Silver Palate Cookbook
2 quartered Sara’s Spring Chickens
1/2 head of garlic, peeled and finely chopped
2 Tbsp dried oregano
Coarse salt and freshly ground pepper to taste
1/4 cup red wine vinegar
1/4 cup olive oil
1/2 cup pitted prunes
1/4 cup pitted Spanish green olives
1/4 cup capers with a bit of juice
3 bay leaves
1/2 cup brown sugar
1/2 cup white wine
2 Tbsp fresh Italian parsley or cilantro, finely chopped
In a large bowl combine garlic, oregano, salt and pepper to taste, vinegar, olive oil, prunes, olives, capers with caper juice, and bay leaves. Add the chicken pieces and coat completely with the marinade. Cover and let marinate, refrigerated, several hours or overnight.
Preheat oven to 350°F.
Arrange chicken in a single layer in one or two large, shallow baking pans and spoon marinade over it evenly. Sprinkle chicken pieces with brown sugar and pour white wine around them.
Bake for 50 minutes to 1 hour, basting frequently with the pan juices. Chicken is done when thigh pieces, pricked with a fork at their thickest point, yield clear yellow juice (not pink).

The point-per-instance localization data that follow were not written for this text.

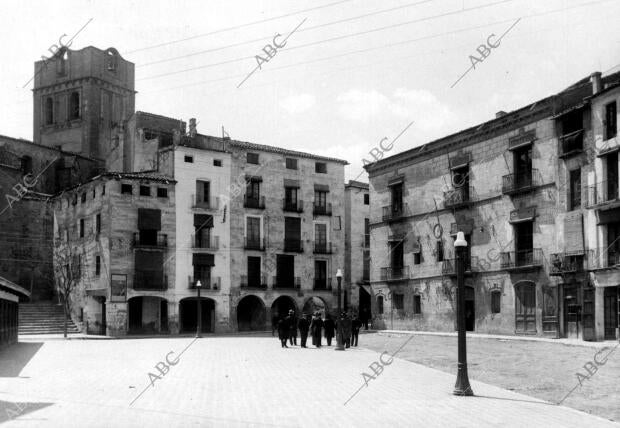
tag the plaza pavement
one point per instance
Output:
(246, 381)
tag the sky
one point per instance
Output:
(351, 73)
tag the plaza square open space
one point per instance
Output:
(252, 381)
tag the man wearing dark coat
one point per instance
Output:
(329, 327)
(356, 325)
(283, 331)
(316, 328)
(293, 326)
(304, 326)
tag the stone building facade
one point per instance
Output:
(500, 183)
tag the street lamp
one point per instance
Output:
(198, 311)
(339, 341)
(462, 380)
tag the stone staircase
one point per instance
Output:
(43, 318)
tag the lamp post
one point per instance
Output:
(339, 341)
(462, 380)
(198, 311)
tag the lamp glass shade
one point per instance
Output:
(460, 240)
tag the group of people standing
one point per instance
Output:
(314, 325)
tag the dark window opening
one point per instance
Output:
(291, 163)
(252, 158)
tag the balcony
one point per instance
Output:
(287, 283)
(293, 206)
(254, 244)
(398, 273)
(522, 259)
(602, 193)
(255, 282)
(322, 247)
(293, 245)
(563, 263)
(201, 204)
(604, 258)
(208, 242)
(570, 144)
(521, 182)
(322, 284)
(205, 283)
(254, 202)
(322, 209)
(150, 241)
(150, 280)
(448, 266)
(395, 212)
(460, 197)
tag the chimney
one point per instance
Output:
(595, 78)
(192, 127)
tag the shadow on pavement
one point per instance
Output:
(15, 357)
(11, 410)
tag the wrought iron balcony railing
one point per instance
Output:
(150, 280)
(293, 206)
(293, 245)
(570, 143)
(563, 263)
(395, 212)
(323, 284)
(394, 273)
(532, 258)
(322, 247)
(208, 242)
(252, 243)
(254, 202)
(520, 182)
(209, 283)
(254, 281)
(604, 258)
(292, 282)
(603, 192)
(159, 241)
(322, 209)
(212, 203)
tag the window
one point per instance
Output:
(399, 301)
(440, 251)
(611, 121)
(49, 111)
(575, 189)
(162, 192)
(496, 299)
(291, 163)
(74, 106)
(252, 158)
(417, 304)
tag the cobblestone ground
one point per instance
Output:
(539, 369)
(246, 381)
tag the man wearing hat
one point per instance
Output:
(293, 327)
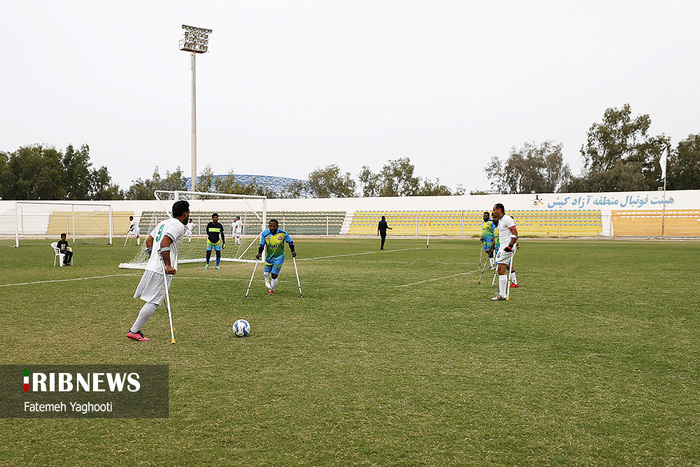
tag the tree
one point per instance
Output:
(530, 168)
(684, 166)
(620, 155)
(330, 183)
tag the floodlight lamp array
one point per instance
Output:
(196, 39)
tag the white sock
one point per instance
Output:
(502, 284)
(146, 312)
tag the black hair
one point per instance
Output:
(180, 207)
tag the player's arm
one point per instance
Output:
(165, 254)
(289, 240)
(513, 238)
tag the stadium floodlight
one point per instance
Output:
(196, 41)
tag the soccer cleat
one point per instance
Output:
(137, 336)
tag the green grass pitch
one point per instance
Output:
(391, 358)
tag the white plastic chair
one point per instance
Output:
(58, 254)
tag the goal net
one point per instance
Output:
(252, 211)
(81, 222)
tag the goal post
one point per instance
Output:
(84, 222)
(251, 209)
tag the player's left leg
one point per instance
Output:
(275, 276)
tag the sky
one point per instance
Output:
(289, 86)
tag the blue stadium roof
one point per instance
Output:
(269, 181)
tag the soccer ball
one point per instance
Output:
(241, 328)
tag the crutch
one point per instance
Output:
(482, 273)
(167, 300)
(297, 272)
(510, 272)
(251, 278)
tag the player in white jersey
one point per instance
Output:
(135, 229)
(508, 237)
(237, 229)
(190, 230)
(162, 246)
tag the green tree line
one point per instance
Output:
(619, 155)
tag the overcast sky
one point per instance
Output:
(292, 85)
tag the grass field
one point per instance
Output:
(391, 358)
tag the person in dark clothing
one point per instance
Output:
(214, 231)
(381, 230)
(67, 252)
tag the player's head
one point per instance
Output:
(181, 210)
(498, 211)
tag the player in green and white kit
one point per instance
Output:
(162, 246)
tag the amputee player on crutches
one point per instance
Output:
(162, 246)
(508, 238)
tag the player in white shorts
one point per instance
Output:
(508, 238)
(135, 229)
(161, 245)
(237, 229)
(190, 230)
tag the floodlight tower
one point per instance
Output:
(196, 41)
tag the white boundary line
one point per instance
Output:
(438, 278)
(68, 280)
(358, 254)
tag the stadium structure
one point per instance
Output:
(270, 182)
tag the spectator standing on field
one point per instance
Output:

With a slotted spoon, transfer chicken, prunes, olives, and capers to a serving platter. Add some of the pan juices and sprinkle generously with parsley or cilantro. Serve remaining juice in a gravy boat.
3/4 cup water
1 pound chicken fat/skin, chopped
1 medium onion, chopped
Put all the ingredients in a heavy bottomed pot over a low heat. The fat will begin to melt almost immediately. Stir it occasionally for approximately 20 minutes, as the fat continues to melt and the water evaporates. Simmer on low flame for 1-3 hours. The onion will brown and the skin will become brown and crisp. Remove these cracklings with a slotted spoon. This is the gribenes. The melted fat is the schmaltz.
Use the schmaltz in place of oil in chopped liver or kugel. Add salt and pepper to the gribenes. They can be eaten out of hand, like popcorn. Gribenes can be added to chopped liver, used like croutons in salads, or enjoyed with your favorite dipping sauce!